Nvidia’s VRWorks SDK
Since we started with AMD, when we talk about Nvidia’s VRWorks, a lot of this is going to be a rehash. Rather than starting with the big differentiating factor, we’re going to quickly cover the similarities first. There’s not a 1-to-1 mapping between LiquidVR and VRWorks, but at a high level there are several items that largely correlate. Nvidia lists five core features in VRWorks, with four additional “professional” variants of these that apply specifically to Quadro cards, cluster solutions, and other high-end scenarios, so we won’t cover those here.

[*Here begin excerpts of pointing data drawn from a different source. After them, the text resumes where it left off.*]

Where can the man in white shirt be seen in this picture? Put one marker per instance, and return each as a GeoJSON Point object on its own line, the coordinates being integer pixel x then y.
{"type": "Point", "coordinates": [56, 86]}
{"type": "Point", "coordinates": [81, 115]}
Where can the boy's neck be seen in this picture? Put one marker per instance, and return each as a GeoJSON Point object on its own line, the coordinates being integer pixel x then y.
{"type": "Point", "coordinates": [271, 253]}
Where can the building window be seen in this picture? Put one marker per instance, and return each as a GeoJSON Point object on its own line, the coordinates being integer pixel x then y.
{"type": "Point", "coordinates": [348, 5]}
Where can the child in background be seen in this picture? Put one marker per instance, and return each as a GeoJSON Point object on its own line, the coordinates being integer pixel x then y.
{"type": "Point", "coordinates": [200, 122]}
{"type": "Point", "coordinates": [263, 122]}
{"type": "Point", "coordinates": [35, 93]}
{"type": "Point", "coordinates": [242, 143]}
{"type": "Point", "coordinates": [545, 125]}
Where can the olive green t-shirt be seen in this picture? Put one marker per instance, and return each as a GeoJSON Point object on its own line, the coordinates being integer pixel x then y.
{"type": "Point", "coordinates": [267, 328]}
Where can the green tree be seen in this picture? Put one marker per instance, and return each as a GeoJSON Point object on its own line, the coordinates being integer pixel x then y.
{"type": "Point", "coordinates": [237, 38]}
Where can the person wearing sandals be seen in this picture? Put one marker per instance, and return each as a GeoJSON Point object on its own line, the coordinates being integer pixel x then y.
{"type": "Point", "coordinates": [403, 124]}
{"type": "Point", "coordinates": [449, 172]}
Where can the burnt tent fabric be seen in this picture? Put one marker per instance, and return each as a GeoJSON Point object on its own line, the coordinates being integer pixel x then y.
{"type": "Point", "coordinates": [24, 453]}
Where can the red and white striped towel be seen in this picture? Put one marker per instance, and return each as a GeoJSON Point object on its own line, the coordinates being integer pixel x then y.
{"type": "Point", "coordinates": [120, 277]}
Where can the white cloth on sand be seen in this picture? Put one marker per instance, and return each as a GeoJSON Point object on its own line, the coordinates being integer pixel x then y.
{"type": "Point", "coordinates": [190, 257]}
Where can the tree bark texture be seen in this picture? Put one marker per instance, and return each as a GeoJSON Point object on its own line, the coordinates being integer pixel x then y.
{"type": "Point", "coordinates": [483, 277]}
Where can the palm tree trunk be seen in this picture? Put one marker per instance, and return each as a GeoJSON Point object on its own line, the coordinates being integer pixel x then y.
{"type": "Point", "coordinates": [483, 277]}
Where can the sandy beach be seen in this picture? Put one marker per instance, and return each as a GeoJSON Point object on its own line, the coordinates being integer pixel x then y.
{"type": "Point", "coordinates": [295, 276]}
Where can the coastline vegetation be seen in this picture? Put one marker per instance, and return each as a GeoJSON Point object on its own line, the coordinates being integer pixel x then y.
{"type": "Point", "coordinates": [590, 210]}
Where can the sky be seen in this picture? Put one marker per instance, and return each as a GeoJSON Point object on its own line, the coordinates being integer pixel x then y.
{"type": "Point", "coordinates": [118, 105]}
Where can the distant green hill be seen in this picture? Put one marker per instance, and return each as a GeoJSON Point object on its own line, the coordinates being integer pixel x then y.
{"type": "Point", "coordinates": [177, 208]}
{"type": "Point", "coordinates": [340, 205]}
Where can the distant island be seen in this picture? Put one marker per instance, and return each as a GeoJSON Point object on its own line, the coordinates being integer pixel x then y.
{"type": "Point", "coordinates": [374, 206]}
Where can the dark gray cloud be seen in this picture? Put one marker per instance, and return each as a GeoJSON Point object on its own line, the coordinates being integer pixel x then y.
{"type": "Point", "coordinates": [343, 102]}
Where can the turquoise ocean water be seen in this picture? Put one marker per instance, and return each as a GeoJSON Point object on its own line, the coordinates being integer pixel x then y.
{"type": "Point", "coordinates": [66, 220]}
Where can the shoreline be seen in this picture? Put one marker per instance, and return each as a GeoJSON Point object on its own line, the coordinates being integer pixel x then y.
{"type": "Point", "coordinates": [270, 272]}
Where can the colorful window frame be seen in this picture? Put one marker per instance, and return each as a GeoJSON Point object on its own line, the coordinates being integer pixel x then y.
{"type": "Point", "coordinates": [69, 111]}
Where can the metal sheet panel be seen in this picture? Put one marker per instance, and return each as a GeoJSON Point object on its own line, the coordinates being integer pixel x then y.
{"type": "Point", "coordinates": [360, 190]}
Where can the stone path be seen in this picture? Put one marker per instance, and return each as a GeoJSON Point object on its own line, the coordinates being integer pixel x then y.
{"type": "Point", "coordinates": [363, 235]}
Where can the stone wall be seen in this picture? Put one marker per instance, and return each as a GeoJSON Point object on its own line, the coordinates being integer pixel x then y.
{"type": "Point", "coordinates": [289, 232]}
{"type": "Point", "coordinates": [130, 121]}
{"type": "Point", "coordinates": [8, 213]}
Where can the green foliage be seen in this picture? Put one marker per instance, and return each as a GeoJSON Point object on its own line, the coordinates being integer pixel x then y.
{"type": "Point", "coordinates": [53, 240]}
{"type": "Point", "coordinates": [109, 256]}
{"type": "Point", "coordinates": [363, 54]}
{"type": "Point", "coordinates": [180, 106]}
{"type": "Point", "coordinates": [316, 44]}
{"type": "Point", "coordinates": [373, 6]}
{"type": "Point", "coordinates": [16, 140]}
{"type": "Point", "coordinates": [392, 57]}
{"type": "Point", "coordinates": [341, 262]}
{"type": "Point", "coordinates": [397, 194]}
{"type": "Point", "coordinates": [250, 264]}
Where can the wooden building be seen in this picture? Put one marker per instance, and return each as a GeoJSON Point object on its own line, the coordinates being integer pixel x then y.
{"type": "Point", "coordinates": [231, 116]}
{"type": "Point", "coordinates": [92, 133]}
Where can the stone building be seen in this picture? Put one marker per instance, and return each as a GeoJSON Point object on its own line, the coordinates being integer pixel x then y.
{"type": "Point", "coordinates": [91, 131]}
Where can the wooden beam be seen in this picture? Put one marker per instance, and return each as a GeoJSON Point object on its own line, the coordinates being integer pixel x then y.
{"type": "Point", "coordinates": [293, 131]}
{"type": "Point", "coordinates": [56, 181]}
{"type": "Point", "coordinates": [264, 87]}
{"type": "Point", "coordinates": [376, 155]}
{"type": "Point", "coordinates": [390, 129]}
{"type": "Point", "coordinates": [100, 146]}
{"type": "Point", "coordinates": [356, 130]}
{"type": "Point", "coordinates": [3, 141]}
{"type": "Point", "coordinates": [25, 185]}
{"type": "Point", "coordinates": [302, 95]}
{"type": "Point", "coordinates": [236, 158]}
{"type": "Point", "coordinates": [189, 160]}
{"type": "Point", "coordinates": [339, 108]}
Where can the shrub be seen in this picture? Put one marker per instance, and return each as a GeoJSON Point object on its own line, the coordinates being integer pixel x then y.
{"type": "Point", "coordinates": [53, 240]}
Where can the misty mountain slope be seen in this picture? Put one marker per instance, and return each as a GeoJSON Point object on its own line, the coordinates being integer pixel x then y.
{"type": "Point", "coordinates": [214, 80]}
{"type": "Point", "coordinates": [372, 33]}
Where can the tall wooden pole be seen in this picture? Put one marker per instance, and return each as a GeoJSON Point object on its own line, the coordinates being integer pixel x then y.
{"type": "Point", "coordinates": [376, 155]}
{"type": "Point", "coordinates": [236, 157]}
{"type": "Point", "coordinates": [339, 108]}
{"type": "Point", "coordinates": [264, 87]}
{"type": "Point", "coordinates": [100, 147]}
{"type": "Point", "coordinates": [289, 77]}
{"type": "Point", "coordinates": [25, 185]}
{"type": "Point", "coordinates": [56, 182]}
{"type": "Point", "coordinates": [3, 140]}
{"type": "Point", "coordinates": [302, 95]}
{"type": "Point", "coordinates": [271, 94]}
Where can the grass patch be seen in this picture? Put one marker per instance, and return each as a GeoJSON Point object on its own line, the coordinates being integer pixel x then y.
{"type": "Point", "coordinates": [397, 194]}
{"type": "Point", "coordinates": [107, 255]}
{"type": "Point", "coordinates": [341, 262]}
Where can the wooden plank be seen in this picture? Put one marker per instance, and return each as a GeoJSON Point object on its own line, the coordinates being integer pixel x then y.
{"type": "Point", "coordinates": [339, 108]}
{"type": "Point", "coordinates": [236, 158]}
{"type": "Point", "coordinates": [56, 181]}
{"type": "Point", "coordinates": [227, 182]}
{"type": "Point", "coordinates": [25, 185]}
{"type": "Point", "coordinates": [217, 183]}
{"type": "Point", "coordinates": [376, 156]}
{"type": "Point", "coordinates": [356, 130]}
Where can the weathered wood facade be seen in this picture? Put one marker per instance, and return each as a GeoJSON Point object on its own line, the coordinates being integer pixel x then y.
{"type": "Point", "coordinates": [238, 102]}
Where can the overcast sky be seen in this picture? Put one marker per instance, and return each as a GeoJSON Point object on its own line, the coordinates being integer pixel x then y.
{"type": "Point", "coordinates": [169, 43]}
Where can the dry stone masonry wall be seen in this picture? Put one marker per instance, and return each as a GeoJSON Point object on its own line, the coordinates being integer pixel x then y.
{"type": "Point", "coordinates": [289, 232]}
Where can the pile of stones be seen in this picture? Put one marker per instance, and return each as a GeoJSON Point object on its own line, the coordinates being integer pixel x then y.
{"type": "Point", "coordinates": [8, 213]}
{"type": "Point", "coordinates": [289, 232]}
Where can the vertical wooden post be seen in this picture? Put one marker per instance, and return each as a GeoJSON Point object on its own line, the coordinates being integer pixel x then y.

First is VR SLI, and all the stuff we said about AMD’s Affinity Multi-GPU a moment ago applies here. You’ve got two eyes and two views to render, so using one GPU per eye is a quick way to nearly double performance, without the latency associated with AFR. The system generates a single command stream for all GPUs, and then affinity masking tells the GPUs which states apply to them, and which ones to ignore. For VR SLI to work, it needs to be integrated into the game engine, and it’s up to the developer to decide how to utilize the GPU resources. There are certain types of work that require duplication (Nvidia mentions shadow maps, GPU particles, and physics), which can reduce the benefits of VR SLI from doubling performance to maybe a 50-70 percent improvement, but it’s still a significant gain.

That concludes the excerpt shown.